Page 150 - A Knight of the White Cross
P. 150
"I am to take you up to the English auberge. The knight who handed you
over to me when you landed, told me that you might be wanted as a
servitor; and as it is he who has sent down, it may be that a vacancy has
occurred. If so, you are in luck, for the servitors have a vastly better time of
it than the galley slaves, and the English auberge has the best reputation in
that respect. Come along with me."
The English auberge was one of the most handsome of the buildings
standing in the great street of the Knights. Its architecture was Gothic in its
character, and, although the langue was one of the smallest of those
represented at Rhodes, it vied with any of them in the splendour of its
appointments. Sir John Boswell was standing in the interior courtyard.
"Wait here for a few minutes," he said to the overseer. "The bailiff will
himself question the slave as to his accomplishments; but I fancy he will
not be considered of sufficient age for the post that is vacant. However, if
this should not be so, I shall no doubt find a post to fit him ere long, for he
seems a smart young fellow, and, what is better, a willing one, and bears
himself well under his misfortunes."
Then he motioned to Gervaise to follow him to the bailiff's apartments.

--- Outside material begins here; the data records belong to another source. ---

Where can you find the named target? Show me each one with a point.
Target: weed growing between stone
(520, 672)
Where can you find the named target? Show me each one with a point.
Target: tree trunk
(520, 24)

"Well, Sir Gervaise," Sir John Kendall exclaimed, as the door closed
behind him, "have you found aught to justify this cruel penance you have
undertaken?"
"As to the penance, Sir John, it has been nothing unsupportable. The
exercise is hard enough, but none too hard for one in good health and
strength, and, save for the filth of the chamber in which we are shut up at
night, and the foul state of the rushes on which we lie, I should have naught
to complain of. No, I have as yet heard nothing of a surety -- and yet
enough to show me that my suspicions were justified, and that there is a
plot of some sort on foot," and he related to the two knights the
conversation he had had with the galley slave.